Not being met.  It is always good to drive by the jobsite a few days after a framing inspection.


----------



## Mule (Feb 28, 2011)

We always do a sheathing inspection. We want to verify things like this don't happen along with the windbracing before covering the exterior with some kind of wrap.


----------



## steveray (Feb 28, 2011)

I have noticed that the EASYGARD that HD sells, ES report cals for 1" crown staples or button caps nailed to the framing....but I guess getting them to use it is the first step....


----------



## GHRoberts (Feb 28, 2011)

steveray said:
			
		

> I have noticed that the EASYGARD that HD sells, ES report cals for 1" crown staples or button caps nailed to the framing....but I guess getting them to use it is the first step....

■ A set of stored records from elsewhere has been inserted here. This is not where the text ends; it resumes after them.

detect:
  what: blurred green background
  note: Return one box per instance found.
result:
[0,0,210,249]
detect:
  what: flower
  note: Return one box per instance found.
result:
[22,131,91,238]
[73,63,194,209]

That is what will hold the EASYGUARD on the framing until it is covered by the finished exterior.


----------



## steveray (Feb 28, 2011)

George.....most of the housewrap we see around here is fastened to the sheathing....with much smaller staples (allowed per most other manufacturers)...until the vinyl goes on....the manufacturer's website does not work and their instructions have proven very difficult to obtain....stinks to make someone rip all the vinyl siding off of a house to fasten their housewrap per the ES report...


----------



## peach (Mar 5, 2011)

Doesn't really matter what the housewrap manufacturer requires.. once you install the vinyl siding, all the flashing goes to crap.. those penetrations are NOT self sealing.. so moisture is going to continue to be an issue.

Same thing with vapor barriers.. once they install the drywall, the vapor barrier is compromised.. that's why I talk to myself.. no one cares.


----------